In a related line of cases, the Appellate Division has considered whether the Family Court’s contempt powers can be used to bring a PINS into compliance with the court’s orders or conditions by so-called “bootstrapping.” That is, the issue in these cases was whether the child’s failure to comply with PINS requirements — what the courts referred to as engaging in typical PINS-type behavior — supplied a basis for imposing the sanction of criminal contempt, thus converting a PINS into a juvenile delinquent. The uniform conclusion has been that using the contempt power in this way is not allowed (see Matter of Daniel I., 57 AD3d 666, 667 [2d Dept 2008] [damaging electronic monitoring bracelet and breaking curfew]; Matter of Edwin G., 296 AD2d 7, 10-11 [1st Dept 2002] [PINS absconded from placement]; Matter of Jasmine A., 284 AD2d 452, 453 [2d Dept 2001] [elopement]). These cases construed the “Contempts” provision in Family Court Act § 156, which allows use of the contempt power in Family Court proceedings (both PINS and juvenile delinquency) when there is no “specific punishment or other remedy” provided elsewhere. In the case of a disobedient or absconding PINS, Family Court Act article 7 provides only for a return to placement or assignment to a new placement; it does not authorize contempt if the PINS fails to comply with the dispositional alternative imposed upon a PINS adjudication (see Family Ct Act § 756).
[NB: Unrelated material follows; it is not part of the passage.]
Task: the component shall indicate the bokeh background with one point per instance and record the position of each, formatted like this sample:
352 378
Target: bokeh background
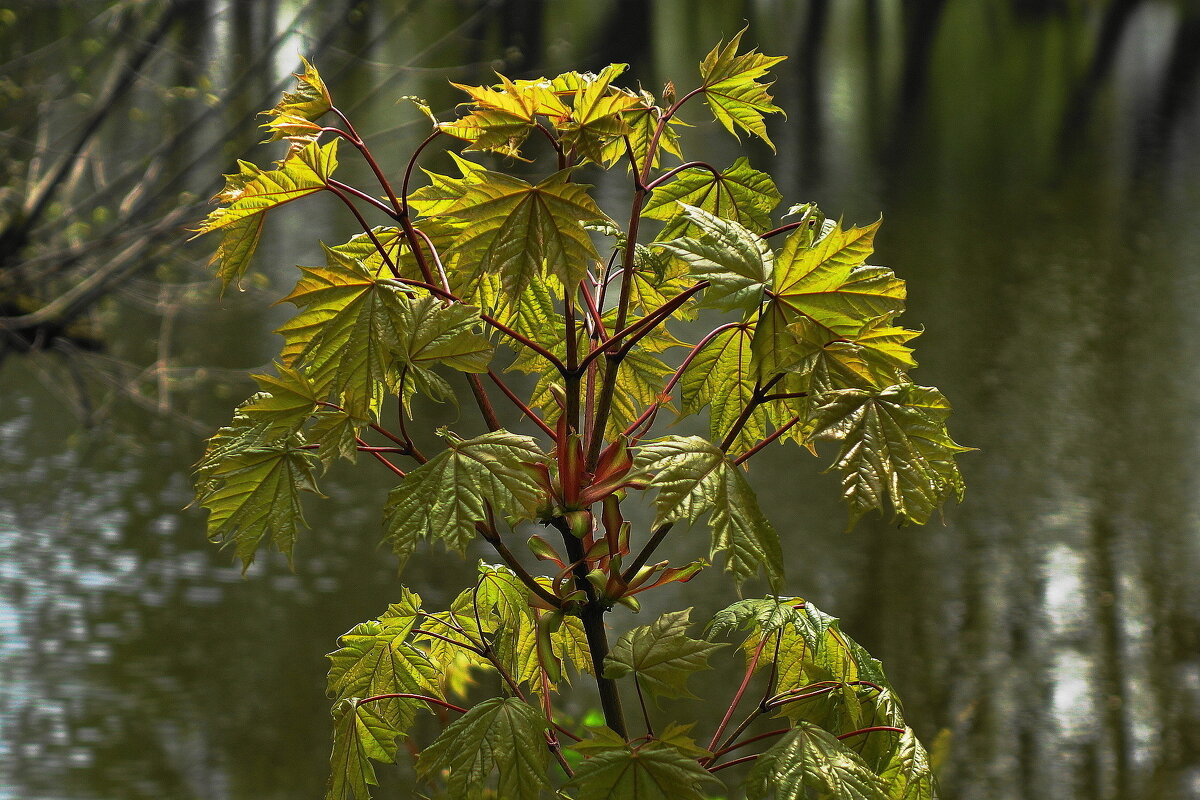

Physical resistance to probation officers, however, is different from ignoring a court order. Gabriela A.’s fractious behavior arguably posed a danger to herself, the probation officers and/or her family, even though Family Court found that she did not attempt to assault or menace the officers. But the Appellate Division, contrary to Family Court, found that Gabriela A.’s resistance fell within the bounds of acting “beyond the lawful control of . . . lawful authority” rather than Penal Law § 195.05. On *164this record, where Family Court and the Appellate Division disagreed when evaluating Gabriela A.’s misbehavior, we simply conclude that the Appellate Division’s factual findings more nearly comport with the weight of the evidence (see e.g. Matter of State of New York v Daniel F., 19 NY3d 1086, 1087 [2012]). In short, we are not, as the dissent puts it, “endorsing a] trend” in the Appellate Division prohibiting “bootstrapping”4 or “proposing a] test” to immunize a PINS from juvenile delinquency proceedings for obstructing governmental administration (see dissenting op at 164-165).
Accordingly, the order of the Appellate Division should be affirmed, without costs.